Open Tech Today - Top Stories

Wednesday, April 26, 2006

Internet Wise Guys

Tony Soprano isn't the only wiseguy in Jersey who knows how to profit from a little leverage.

So does this guy . . . Ed Whitacre, AT&T's Chairman and CEO.

And he intends to squeeze money out of AT&T's position as one of the owners of America's broadband infrastructure.

Other people counter that there is choice in broadband access, so if a telco or cable gouges customers with expensive packages or discriminates against content that customers wants at high speed, then customers will walk and the telco will lose business. In short, the market will correct any problems.

But, the vast majority of Americans (and probably other countries) have either zero, one or two choices for broadband access. It is a highly concentrated market, and with cable it is a government-created oligopoly.

Concentration of power, as Tony Soprano will tell you, creates multiple opportunities to muscle in on business and extract money from companies afraid of having delivery of their content somehow degraded. That's the name of the game, whether it's construction, trucking or the Internet.

So, are Ed Whitacre, Verizon's Ivan Seidenberg and BellSouth’s CTO Bill Smith future Internet Wise Men or just Internet Wiseguys?

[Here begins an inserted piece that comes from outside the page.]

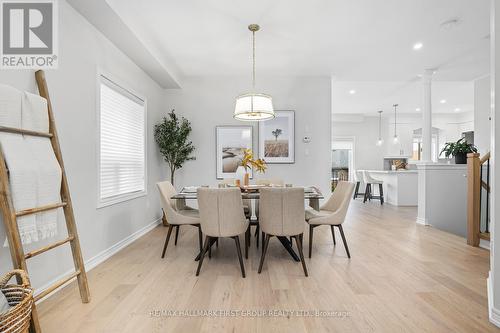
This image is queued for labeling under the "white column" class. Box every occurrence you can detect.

Disappear (with a little help from Microsoft)

Microsoft can make you disappear. I'm not talking about science fiction. Disappear in real life. In many ways, your life is a matter of public record. Or public records, plural. And if access to those public records disappears, you disappear (at least if you need something from government).

In the U.S. (and probably most countries), not enough attention is given to securing public records for future use. Paper records are bad enough. The situation is worse for electronic records.

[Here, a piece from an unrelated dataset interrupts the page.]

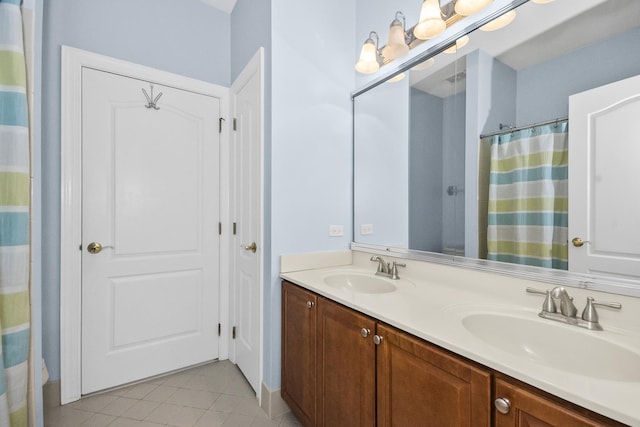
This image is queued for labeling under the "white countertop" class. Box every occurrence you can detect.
[280,250,640,425]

The issue: long-term access to public information

The problem: governments are not doing enough to ensure future access to documents that created electronically and do not exist on paper.

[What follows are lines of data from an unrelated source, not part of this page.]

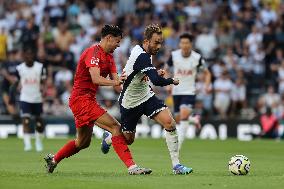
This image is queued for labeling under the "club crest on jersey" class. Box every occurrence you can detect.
[90,57,99,65]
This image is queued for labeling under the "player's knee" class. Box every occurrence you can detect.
[35,117,45,133]
[125,138,134,145]
[22,117,30,126]
[22,117,31,132]
[163,118,176,130]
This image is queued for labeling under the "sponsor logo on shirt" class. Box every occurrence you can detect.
[90,57,99,65]
[176,69,192,76]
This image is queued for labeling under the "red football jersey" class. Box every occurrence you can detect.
[71,44,117,97]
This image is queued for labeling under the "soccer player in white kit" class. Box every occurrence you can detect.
[166,33,211,150]
[12,47,47,151]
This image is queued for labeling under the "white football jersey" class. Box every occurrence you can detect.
[119,45,155,109]
[16,61,46,103]
[168,49,206,95]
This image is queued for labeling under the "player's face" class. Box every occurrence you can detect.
[107,35,121,53]
[147,33,163,55]
[23,50,35,66]
[179,38,192,55]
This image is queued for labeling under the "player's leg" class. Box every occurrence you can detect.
[33,103,44,152]
[95,113,139,170]
[178,95,197,150]
[45,125,93,173]
[20,101,33,151]
[152,108,179,165]
[100,104,141,153]
[99,106,152,175]
[178,106,191,150]
[153,108,193,174]
[146,96,192,174]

Maybe you are thinking . . . so what?

Imagine that some government agency replaces a computer system or an IT company decides to change the software it sells to that agency, and "suddenly" one future day a civil servent helping you discovers that he/she can no longer access records on your social security, taxes, an application for a license, or a birth certificate. Maybe not tomorrow. Maybe it's 10 or 20 years from now. There is no paper record. Only an electronic file that cannot be opened by that civil servant's computer, or anyone's computer. You have a problem.

Still not worried? Join the club. Neither are most governments. And this presents a huge risk to all of us. Governments create thousands of digital documents (and videos of public hearings and speeches) every day. Fortunately, a few people are thinking about it. Doug Robinson, the executive director of the National Association of State CIOs (NASCIO) spoke yesterday about the failure of most U.S. states to address protection of digital public records.

One answer: open data formats. Did I just get too technical for you? It's not that hard.

Most documents people create on their computers use Microsoft. They save it in .doc or .xls or .ppt. Those are the formats -- the envelope around the document you created. And, Microsoft owns that envelope (or format). They can change it, start selling a new format bundled with computers or whatever. And at some point that could leave you (or a government) with a computer unable to access your documents saved in the old format.

Now your documents have effectively disappeared. You have effectively disappeared, at least in terms of accessing public records needed to get public services, personal information held by governments or public records you might want or need.

Pure fantasy? Think how fast technologies change. Can you still use those old floppy disks? How about your 8-track cassette tapes? Punch cards? That electronic hotel key you forgot to return? Are .doc files so different?

Monday, April 24, 2006

Who Isn't Promoting Outsourcing?

Microsoft Chairman Bill Gates is singing the praises of outsourcing, now that he's outside the U.S. Bill, in Hanoi yesterday, spoke about Vietnam's global outsourcing potential, noting its winning formula of high literacy, growth rates, young population and growing IT skills.

It caught my attention since I am now in Saudi Arabia (which explains the Photo of the Day on the right) working with its Ministry of Communications & Information Technology and e-Government Program to develop a framework for public-private partnerships (PPPs) in e-government.

Outsourcing and PPPs are hot, even in countries like Saudi that are flush with cash. Even where it is politically sensitive--like the U.S.--outsourcing is one aspect of the unstoppable force we call globalization. The question is: does it deliver the benefits expected of it?